The Texas Health and Human Services Commission has eliminated Medicare Part B coinsurance and deductible payments for patients dually-eligible for Medicare and Medicaid, if the payment would result in the state paying more than the Medicaid allowable.
The only exception to this policy applies to renal dialysis services, for which cost-sharing payments are reduced by 5 percent.
Here are some examples from TMA’s white paper on payment for patients dually-eligible for Medicare and Medicaid. They are for illustration only; Medicare payments vary by region of the state.
Example 1: Established dual-eligible patient has not met any of the Medicare deductible and is seen during a routine office visit.

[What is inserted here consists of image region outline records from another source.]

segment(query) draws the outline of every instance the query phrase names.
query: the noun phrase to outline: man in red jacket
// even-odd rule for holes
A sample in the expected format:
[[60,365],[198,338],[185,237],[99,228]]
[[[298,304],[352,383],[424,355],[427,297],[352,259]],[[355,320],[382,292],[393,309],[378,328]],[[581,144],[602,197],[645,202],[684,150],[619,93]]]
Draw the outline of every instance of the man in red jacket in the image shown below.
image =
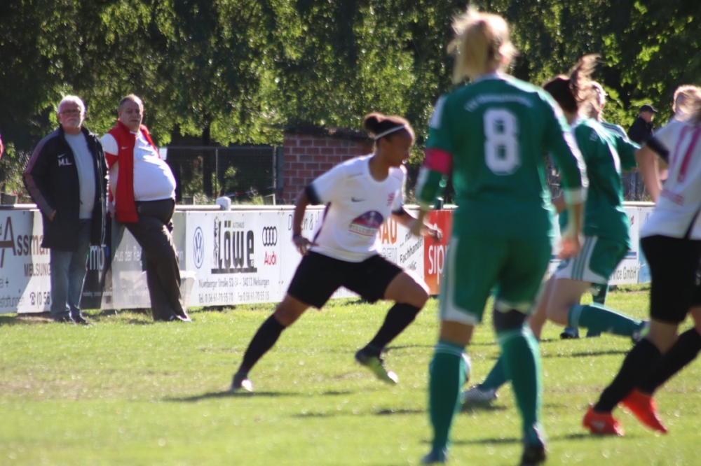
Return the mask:
[[104,243],[107,183],[97,134],[83,125],[85,104],[67,95],[58,104],[58,127],[36,145],[25,169],[27,192],[41,212],[41,247],[51,260],[51,316],[88,324],[80,309],[90,245]]
[[189,322],[172,236],[175,178],[141,123],[141,99],[134,94],[122,99],[118,117],[117,125],[102,139],[115,218],[143,249],[154,320]]

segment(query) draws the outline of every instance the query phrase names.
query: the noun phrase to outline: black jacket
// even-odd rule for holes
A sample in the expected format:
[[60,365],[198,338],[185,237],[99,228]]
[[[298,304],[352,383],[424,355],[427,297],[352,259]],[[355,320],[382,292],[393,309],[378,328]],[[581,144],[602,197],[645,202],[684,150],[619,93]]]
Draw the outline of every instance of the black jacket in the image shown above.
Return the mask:
[[628,139],[642,146],[653,135],[653,124],[643,120],[638,115],[628,129]]
[[[96,134],[82,128],[95,167],[95,206],[90,232],[90,244],[104,241],[107,210],[107,166],[104,153]],[[24,173],[25,186],[43,217],[43,248],[59,250],[78,248],[81,204],[80,183],[75,156],[66,141],[63,128],[45,137],[36,145]],[[48,216],[54,210],[53,220]]]

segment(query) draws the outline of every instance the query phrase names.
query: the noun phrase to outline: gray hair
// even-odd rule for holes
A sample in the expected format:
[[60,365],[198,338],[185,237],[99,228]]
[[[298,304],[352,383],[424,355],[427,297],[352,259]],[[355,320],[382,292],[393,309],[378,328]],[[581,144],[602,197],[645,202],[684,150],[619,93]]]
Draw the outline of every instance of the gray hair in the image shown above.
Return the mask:
[[83,99],[81,99],[77,95],[67,95],[63,99],[62,99],[61,101],[58,103],[58,106],[56,108],[56,113],[60,113],[61,107],[63,106],[64,104],[67,104],[69,102],[72,102],[74,104],[76,104],[81,109],[81,113],[86,113],[86,104],[83,103]]

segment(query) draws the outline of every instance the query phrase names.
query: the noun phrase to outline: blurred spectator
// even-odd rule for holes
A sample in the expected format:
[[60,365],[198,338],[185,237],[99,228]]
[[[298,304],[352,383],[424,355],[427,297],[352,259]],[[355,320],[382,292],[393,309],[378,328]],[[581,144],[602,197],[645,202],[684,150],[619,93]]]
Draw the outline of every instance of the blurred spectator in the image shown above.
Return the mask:
[[640,107],[638,118],[628,129],[628,137],[631,141],[638,144],[643,144],[652,136],[653,116],[657,111],[657,109],[649,104]]
[[142,125],[144,103],[134,94],[119,102],[117,125],[102,136],[109,167],[110,199],[118,222],[146,257],[146,281],[154,320],[190,322],[180,295],[173,243],[175,178]]

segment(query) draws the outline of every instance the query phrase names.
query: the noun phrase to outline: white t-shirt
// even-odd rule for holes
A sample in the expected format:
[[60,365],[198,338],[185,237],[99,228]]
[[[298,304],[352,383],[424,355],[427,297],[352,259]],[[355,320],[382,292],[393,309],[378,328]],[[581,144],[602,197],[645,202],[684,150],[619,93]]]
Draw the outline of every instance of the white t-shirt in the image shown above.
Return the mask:
[[95,206],[95,160],[88,147],[88,141],[83,132],[77,134],[64,133],[66,141],[73,150],[78,169],[78,181],[80,183],[81,207],[79,218],[93,218],[93,208]]
[[[134,133],[132,133],[134,134]],[[139,131],[134,146],[134,200],[160,201],[175,198],[175,178],[168,164]],[[100,139],[105,153],[117,155],[117,141],[109,133]],[[119,161],[109,169],[109,189],[116,196]]]
[[665,188],[640,236],[701,239],[701,126],[676,120],[655,134],[669,151]]
[[348,160],[312,182],[311,200],[328,206],[311,250],[350,262],[379,253],[380,226],[404,205],[407,169],[390,168],[387,178],[378,181],[370,175],[372,157]]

Physician bills Medicare CPT code 99213. Maximum Medicare allowable is $66.90 (rest of Texas). Medicare pays $0 because deductible has not been met. Medicaid will pay $33.27, the Medicaid allowable for this code.
Example 2: Established dual-eligible patient has met $100 of $140 Medicare 2012 deductible. Patient is seen in office for routine office visit. Physician bills Medicare CPT code 99213. Medicare pays $21.52, which is 80 percent of the allowable after deductible ($66.90-$40). Medicaid will pay $11.75 ($33.27-$21.52).
Example 3: Established dual-eligible patient visits physician office for routine visit; Medicare deductible has been met. Physician bills Medicare CPT code 99213. Medicare allowable is $66.90. Medicare pays $53.52, 80 percent of the allowable. Physician bills Medicaid for the remaining 20 percent. Medicaid allowable is $33.27, so no coinsurance will be paid.